By AMT Sample Clauses

By AMT. AMT agrees to defend Amgen and its directors, officers, employees and agents (the “Amgen Indemnified Parties”) at AMT’s cost and expense, and will indemnify and hold Amgen and the other Amgen Indemnified Parties harmless from and against any Losses resulting from any Third Party claim (including product liability claims) arising out of or otherwise relating to (i) the gross negligence or willful misconduct of AMT, (ii) the Exploitation of any GDNF Product by or on behalf of AMT or its Affiliates, or (iii) breach of this Agreement or the representations and warranties made hereunder by AMT; except, in each case, to the extent such Losses result from clause (i) or (ii) of Section 9.9.1 (By Amgen).

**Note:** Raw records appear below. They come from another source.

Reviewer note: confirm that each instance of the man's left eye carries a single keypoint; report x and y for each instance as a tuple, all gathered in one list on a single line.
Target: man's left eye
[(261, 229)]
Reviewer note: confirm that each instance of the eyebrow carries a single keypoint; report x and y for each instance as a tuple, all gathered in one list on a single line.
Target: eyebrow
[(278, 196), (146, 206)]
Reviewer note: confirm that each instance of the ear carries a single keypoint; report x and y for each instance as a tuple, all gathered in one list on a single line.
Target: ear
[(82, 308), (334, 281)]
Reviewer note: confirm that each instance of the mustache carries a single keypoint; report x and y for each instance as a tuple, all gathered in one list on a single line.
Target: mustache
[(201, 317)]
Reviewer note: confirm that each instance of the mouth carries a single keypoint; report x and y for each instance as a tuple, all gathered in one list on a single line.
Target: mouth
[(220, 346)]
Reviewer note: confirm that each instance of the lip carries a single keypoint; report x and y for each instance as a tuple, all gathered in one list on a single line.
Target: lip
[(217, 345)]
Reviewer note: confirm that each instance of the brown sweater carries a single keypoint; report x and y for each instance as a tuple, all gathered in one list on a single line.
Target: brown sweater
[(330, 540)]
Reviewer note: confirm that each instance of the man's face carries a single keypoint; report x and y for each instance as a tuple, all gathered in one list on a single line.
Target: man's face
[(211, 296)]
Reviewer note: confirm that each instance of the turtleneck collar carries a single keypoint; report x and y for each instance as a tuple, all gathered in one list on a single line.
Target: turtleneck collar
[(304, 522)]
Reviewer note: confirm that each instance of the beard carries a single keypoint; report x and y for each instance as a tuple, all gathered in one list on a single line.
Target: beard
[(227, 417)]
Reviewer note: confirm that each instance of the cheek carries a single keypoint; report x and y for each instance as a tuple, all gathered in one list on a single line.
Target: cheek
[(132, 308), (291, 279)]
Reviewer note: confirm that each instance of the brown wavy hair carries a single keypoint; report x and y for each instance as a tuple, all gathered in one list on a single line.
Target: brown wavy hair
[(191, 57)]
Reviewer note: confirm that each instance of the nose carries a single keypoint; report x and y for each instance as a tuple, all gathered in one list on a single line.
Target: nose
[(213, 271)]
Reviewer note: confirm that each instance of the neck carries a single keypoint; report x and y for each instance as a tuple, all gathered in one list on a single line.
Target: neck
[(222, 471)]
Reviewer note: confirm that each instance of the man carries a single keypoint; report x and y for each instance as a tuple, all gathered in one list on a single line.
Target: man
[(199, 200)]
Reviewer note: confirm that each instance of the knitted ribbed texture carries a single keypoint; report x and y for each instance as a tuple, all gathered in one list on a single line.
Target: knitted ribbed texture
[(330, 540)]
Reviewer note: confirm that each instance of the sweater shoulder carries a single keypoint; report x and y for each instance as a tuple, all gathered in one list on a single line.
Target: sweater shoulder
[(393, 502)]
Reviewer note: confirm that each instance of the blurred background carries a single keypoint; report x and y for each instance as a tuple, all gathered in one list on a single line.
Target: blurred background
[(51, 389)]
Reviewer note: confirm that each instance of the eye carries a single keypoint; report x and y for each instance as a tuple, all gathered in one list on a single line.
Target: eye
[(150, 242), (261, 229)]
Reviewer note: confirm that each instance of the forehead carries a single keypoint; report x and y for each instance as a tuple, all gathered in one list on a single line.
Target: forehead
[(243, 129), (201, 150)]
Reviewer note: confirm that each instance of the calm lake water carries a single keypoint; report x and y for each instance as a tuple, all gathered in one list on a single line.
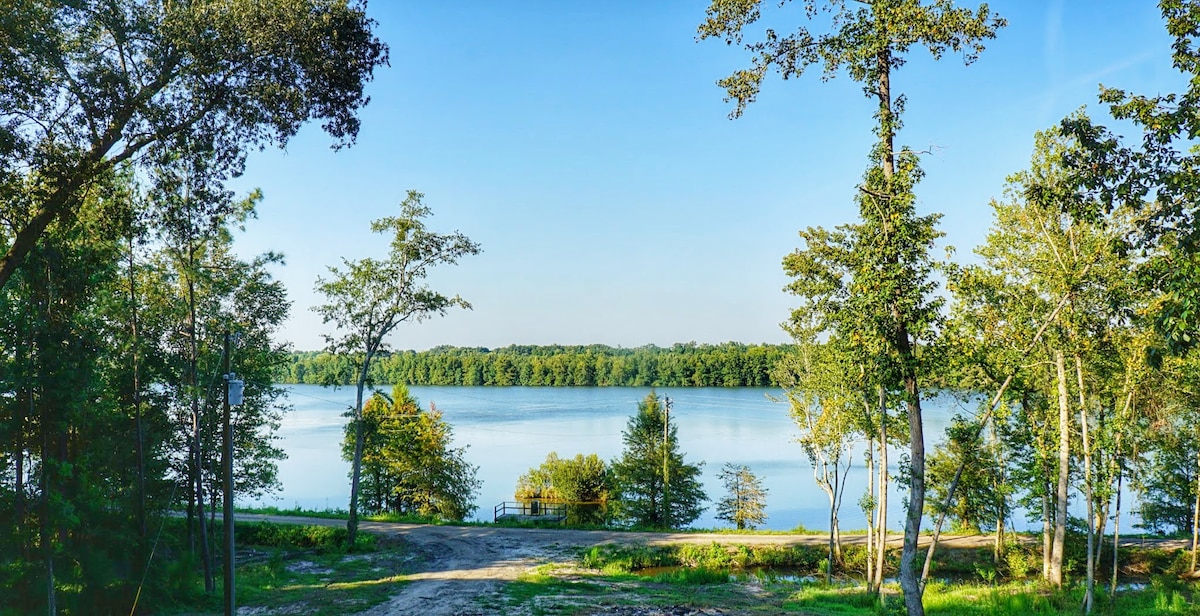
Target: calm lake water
[(509, 430)]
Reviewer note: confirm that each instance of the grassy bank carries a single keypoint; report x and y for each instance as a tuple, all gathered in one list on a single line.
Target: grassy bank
[(300, 569)]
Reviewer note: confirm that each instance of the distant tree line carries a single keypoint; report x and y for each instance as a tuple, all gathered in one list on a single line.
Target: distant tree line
[(729, 364)]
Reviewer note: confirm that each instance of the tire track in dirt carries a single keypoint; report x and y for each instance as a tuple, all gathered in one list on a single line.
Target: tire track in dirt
[(456, 566)]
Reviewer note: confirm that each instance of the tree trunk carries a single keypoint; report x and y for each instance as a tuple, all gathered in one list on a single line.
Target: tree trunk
[(833, 526), (352, 522), (1060, 525), (137, 406), (870, 516), (45, 533), (197, 456), (910, 576), (1116, 534), (1195, 520), (1047, 532), (1090, 591), (881, 521), (954, 485)]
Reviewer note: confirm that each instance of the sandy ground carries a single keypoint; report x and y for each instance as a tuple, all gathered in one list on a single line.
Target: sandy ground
[(457, 566)]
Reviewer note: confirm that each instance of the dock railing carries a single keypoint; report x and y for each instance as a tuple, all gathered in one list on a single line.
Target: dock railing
[(529, 509)]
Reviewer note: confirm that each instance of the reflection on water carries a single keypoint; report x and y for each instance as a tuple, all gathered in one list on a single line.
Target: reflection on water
[(510, 430)]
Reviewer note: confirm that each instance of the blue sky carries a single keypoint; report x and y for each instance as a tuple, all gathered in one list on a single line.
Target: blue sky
[(588, 149)]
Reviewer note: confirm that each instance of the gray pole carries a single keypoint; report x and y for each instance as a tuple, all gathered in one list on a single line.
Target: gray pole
[(231, 605), (666, 453)]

In the event of any such claim against the Amgen Indemnified Parties by a Third Party, Amgen shall promptly notify AMT in writing of the claim (provided, however, that any failure or delay to notify shall not excuse any obligation of AMT except to the extent AMT is actually prejudiced thereby) and AMT shall solely manage and control, at its sole expense, the defense of the claim and its settlement; provided, however, that AMT shall not settle any such claim without the prior written consent of Amgen if such settlement does not include a complete release from liability or if such settlement would involve undertaking an obligation (including the payment of money by an Amgen Indemnified Party), would bind or impair an Amgen Indemnified Party, or includes any admission of wrongdoing or that any intellectual property or proprietary right of Amgen is invalid or unenforceable. The Amgen Indemnified Parties shall cooperate with AMT and may, at their option and expense, be represented in any such action or proceeding by counsel of their own choosing.